You can't go home again. The work in this exhibition, organized by the painter Richard Kalina, suggests that artists are going back to color, but that color itself can no longer be treated as a purely formal issue: real-world references and meanings keep leaking in. Two drawings by the Washington Color School veteran Gene Davis provide a reminder of the heroic 1960's, when the stripe seemed like the ideal vehicle for the investigation of "pure" color. But close on their heels comes a 1995 "painting" by Polly Apfelbaum in which strips of colored velvet are superimposed on a striped bed sheet. The viewer moves abruptly from the heights of abstraction to the Lower East Side of Manhattan, where the walls of shops are lined with bolts of discontinued fabrics.
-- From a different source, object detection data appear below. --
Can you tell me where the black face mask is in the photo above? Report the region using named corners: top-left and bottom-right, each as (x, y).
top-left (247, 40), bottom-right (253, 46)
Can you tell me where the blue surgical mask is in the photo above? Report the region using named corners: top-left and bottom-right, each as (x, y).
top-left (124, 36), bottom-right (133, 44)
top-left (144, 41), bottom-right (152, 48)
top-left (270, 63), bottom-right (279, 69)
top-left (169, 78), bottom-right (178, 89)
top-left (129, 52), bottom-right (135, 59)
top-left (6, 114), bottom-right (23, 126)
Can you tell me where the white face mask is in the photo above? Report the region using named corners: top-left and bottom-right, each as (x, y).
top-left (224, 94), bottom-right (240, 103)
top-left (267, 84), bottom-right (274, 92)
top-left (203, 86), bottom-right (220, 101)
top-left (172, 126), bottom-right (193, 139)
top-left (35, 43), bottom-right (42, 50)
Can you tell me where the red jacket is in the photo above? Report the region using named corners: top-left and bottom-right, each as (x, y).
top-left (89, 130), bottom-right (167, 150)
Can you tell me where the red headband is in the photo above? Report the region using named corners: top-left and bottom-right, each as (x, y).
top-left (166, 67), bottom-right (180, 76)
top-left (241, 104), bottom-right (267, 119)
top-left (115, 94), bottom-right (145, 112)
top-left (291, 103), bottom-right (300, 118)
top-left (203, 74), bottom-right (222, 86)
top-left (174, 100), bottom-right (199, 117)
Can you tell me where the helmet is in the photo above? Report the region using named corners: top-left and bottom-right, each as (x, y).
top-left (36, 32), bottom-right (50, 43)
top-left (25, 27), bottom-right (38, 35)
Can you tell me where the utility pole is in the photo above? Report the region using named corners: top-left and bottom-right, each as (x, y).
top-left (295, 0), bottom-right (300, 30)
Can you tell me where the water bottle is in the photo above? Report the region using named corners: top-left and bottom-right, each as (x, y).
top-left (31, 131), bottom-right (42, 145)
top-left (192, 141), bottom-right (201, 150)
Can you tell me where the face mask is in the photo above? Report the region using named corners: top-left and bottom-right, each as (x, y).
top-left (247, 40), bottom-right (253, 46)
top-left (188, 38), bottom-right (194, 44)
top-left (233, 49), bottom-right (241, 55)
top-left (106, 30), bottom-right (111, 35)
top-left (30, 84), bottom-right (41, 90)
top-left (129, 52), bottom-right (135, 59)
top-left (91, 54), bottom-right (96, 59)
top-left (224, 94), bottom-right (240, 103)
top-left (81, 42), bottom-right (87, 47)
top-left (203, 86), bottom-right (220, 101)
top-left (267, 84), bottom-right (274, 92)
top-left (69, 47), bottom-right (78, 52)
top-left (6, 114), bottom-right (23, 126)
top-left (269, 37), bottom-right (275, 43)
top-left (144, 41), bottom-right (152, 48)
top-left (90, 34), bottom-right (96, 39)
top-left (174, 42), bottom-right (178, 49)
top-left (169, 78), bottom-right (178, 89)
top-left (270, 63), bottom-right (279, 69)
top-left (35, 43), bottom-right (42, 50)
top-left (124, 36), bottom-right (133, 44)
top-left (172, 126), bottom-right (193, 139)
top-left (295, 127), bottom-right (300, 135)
A large purple-black monochrome canvas by Phil Sims recalls Ad Reinhardt, but its Zen-transcendental associations are immediately deflated by Byron Kim's four nearby canvases, each one painted a different shade of pale green in imitation of Korean celadon ceramics. In canvases by Shirley Kaneda and Mr. Kalina, familiar patterns and images are juxtaposed to produce meaning by association: color here serves as a kind of glue, binding together the disparate elements of the work.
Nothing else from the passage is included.